I think the biggest takeaway I got was just Greg’s ability to boil down the best research on teaching into something digestable and immediately useable. E.g. the understanding that experts are “bad” teachers (since their knowledge is more networked together than a beginner) has made me re-think some of the “color commentary” that I would otherwise give out at seminars – to me that info makes sense, but I now see how it might confuse students.
I might also try to find some other trainers that might want to do “demo-teaching” and critiquing – it was extremely useful, both the demo itself as well as the though-processes leading up to the demo (re-thinking course-work, re-working slides/flow of the seminar).
As for improvements, the obvious one has already been well-hashed – github has a steeper learning curve than I expected, and the markdown/jekyl stuff for the website is somewhat confusing.
I would be interested in the 2-day version of the class.
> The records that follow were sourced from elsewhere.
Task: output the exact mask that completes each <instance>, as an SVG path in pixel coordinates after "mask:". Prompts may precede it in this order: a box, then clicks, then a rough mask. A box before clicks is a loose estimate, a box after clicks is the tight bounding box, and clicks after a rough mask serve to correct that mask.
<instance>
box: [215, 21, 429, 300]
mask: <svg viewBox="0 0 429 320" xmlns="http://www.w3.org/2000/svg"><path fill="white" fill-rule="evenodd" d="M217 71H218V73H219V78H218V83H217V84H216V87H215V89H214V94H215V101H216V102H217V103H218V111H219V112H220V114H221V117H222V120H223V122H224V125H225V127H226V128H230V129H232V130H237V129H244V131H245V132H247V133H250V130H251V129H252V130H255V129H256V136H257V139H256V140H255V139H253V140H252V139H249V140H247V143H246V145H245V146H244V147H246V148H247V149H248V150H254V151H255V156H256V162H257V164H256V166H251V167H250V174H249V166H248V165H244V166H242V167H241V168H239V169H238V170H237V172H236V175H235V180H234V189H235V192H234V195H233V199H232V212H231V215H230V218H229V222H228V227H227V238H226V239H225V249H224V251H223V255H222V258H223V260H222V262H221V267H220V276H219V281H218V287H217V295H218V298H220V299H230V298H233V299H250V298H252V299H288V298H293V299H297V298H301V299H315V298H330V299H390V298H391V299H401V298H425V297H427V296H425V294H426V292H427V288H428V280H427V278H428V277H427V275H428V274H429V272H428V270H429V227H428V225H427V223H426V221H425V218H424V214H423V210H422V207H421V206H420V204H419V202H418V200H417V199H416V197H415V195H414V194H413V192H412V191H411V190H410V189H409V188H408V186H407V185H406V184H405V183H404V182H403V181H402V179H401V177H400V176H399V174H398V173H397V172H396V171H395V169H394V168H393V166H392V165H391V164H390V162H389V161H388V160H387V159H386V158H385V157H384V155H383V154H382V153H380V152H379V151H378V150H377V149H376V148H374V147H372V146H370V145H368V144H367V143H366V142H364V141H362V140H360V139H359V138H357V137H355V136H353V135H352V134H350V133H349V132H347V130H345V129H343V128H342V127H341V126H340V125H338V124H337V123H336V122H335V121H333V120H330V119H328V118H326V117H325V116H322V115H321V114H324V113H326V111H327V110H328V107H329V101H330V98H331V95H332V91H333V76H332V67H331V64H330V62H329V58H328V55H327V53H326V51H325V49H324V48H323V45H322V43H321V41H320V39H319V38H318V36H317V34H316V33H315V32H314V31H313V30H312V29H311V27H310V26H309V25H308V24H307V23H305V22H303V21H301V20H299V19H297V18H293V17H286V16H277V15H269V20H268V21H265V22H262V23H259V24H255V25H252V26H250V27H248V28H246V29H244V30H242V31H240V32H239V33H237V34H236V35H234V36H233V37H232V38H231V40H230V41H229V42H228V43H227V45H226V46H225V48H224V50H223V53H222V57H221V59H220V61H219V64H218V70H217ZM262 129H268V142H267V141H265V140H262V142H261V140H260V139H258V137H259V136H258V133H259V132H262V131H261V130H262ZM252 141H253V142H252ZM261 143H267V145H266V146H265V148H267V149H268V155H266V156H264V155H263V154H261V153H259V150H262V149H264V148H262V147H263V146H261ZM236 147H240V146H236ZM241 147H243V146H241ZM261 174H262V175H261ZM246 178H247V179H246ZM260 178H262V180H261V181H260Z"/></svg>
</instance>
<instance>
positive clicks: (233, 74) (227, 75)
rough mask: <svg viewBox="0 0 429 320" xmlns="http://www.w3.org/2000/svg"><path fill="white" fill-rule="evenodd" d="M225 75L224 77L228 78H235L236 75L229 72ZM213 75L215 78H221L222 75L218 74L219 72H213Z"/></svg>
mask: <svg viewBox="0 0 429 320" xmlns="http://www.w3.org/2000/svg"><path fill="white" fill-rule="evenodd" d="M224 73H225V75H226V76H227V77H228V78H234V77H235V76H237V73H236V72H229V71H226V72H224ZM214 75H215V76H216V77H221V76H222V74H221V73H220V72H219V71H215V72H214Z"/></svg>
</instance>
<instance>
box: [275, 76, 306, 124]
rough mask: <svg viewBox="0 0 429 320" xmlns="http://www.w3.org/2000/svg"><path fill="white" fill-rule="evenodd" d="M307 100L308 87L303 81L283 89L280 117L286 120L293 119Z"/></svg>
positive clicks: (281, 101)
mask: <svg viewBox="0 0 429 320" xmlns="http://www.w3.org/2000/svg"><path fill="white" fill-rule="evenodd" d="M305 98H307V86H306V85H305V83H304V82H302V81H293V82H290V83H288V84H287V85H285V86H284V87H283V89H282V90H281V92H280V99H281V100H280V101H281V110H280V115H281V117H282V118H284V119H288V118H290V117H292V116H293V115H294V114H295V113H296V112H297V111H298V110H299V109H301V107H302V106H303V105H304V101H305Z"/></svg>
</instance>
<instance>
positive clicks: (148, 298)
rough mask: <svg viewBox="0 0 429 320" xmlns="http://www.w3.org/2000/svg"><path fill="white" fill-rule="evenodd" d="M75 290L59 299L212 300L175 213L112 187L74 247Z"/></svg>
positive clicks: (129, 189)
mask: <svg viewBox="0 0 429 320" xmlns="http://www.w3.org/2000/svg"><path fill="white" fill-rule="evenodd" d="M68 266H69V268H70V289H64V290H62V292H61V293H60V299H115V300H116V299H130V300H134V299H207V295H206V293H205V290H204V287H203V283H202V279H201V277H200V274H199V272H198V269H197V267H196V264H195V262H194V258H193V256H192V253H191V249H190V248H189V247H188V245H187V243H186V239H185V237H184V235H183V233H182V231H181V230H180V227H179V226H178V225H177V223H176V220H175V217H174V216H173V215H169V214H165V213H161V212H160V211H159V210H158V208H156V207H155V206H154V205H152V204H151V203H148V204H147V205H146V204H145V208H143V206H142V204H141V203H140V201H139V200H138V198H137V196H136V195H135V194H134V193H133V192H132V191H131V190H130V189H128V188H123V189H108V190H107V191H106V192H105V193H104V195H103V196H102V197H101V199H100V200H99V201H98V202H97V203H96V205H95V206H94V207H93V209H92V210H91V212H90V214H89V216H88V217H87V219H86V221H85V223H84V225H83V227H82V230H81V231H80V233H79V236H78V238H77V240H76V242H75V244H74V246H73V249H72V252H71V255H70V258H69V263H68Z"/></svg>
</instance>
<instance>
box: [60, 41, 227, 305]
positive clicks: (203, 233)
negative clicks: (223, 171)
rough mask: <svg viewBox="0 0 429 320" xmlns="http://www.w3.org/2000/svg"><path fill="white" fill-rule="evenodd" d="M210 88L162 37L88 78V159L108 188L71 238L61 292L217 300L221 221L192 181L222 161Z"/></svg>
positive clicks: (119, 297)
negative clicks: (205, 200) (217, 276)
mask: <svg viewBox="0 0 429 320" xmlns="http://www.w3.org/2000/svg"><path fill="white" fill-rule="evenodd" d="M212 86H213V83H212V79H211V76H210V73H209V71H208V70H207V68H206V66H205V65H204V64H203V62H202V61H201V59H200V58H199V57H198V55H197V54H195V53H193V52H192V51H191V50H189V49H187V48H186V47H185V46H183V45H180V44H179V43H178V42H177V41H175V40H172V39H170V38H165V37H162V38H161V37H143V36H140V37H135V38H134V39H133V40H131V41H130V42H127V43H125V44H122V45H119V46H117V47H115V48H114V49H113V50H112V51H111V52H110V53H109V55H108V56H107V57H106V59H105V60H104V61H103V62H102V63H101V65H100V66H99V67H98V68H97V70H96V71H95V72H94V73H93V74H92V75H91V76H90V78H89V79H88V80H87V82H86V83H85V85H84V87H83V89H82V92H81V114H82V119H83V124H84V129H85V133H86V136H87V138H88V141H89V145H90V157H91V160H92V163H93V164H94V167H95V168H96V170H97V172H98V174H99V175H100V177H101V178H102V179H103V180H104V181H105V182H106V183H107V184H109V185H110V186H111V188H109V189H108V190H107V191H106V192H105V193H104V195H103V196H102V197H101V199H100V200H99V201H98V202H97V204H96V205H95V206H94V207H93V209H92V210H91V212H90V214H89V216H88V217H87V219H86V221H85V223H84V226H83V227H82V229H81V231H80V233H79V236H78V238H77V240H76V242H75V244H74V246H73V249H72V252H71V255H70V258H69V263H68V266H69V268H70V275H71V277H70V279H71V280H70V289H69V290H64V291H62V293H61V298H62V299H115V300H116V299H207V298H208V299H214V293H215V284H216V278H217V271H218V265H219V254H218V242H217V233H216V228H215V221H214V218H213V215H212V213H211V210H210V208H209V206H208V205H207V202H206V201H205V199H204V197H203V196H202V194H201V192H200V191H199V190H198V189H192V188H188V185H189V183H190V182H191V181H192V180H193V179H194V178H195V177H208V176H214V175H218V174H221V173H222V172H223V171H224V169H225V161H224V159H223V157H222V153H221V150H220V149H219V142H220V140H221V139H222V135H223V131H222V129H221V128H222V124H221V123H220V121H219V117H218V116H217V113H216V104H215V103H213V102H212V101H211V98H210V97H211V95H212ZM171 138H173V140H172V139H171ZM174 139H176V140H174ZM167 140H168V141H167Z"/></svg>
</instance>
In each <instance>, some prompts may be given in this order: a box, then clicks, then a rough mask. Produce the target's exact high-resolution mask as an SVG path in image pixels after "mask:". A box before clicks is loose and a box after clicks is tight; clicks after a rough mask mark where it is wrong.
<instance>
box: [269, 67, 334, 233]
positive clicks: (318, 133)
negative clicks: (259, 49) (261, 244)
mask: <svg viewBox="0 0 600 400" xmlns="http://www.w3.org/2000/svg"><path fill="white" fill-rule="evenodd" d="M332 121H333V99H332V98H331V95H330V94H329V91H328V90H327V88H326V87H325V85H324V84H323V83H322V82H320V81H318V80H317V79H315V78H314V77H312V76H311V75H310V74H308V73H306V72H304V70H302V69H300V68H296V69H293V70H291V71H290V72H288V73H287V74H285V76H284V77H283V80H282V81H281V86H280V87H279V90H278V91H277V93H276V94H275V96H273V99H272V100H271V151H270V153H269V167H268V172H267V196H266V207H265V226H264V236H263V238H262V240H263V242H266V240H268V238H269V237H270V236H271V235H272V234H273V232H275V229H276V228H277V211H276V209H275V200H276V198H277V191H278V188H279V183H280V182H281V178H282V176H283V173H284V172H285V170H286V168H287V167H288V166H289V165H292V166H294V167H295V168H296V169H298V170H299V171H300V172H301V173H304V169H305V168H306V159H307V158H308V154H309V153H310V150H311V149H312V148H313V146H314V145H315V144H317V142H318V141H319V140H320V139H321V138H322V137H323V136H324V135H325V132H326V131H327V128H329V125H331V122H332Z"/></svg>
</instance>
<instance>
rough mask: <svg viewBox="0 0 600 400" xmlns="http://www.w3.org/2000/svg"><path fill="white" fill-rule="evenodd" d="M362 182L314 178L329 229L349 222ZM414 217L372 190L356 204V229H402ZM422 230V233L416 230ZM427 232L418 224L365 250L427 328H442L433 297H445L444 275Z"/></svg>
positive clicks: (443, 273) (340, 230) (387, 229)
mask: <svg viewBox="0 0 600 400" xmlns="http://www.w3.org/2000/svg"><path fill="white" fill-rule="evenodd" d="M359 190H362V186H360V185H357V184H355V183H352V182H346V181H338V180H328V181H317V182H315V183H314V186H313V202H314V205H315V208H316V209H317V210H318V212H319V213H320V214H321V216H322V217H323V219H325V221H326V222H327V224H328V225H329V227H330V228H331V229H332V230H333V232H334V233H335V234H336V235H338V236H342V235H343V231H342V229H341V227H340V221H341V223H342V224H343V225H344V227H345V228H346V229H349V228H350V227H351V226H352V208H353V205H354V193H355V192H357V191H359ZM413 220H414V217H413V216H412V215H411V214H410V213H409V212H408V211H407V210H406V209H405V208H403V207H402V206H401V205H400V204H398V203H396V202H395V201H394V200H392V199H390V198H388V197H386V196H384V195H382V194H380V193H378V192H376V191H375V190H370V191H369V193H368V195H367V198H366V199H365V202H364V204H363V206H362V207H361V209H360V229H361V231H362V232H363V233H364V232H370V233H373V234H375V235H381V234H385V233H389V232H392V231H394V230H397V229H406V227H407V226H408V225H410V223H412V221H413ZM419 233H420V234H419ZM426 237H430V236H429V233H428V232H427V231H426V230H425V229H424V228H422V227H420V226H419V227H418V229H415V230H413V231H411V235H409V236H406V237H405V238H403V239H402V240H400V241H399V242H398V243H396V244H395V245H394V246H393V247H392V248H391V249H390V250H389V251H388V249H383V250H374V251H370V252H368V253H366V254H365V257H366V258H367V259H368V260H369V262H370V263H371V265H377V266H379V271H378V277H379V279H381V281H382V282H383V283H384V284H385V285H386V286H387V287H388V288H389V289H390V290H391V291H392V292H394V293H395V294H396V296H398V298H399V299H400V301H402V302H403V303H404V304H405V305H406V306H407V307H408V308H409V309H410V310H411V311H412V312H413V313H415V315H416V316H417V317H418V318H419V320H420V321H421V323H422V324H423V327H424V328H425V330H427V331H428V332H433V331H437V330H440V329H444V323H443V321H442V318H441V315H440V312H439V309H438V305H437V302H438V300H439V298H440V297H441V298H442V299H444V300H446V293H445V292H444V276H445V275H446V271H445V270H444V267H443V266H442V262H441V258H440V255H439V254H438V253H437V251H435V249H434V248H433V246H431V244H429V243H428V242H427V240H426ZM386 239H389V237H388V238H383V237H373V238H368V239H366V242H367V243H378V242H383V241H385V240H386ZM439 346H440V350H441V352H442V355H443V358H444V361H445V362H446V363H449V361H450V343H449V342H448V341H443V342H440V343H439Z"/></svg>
Personally, it was it hard for me to consistently find time to work on SWC homework given the demands of my day-job – much easier to just block out 2 days and be done. I also think the face-to-face interactions would have been more productive (vs. Skype/Hangouts), and I would hope that there might be more opportunities to do demo-teaching (but maybe that would require a 3rd day which might scare some people off).
If it isn’t already under discussion, I think the idea of a wiki/repository of MCQs would be extremely useful – and something that newly minted and future instructors could help build-out and refine.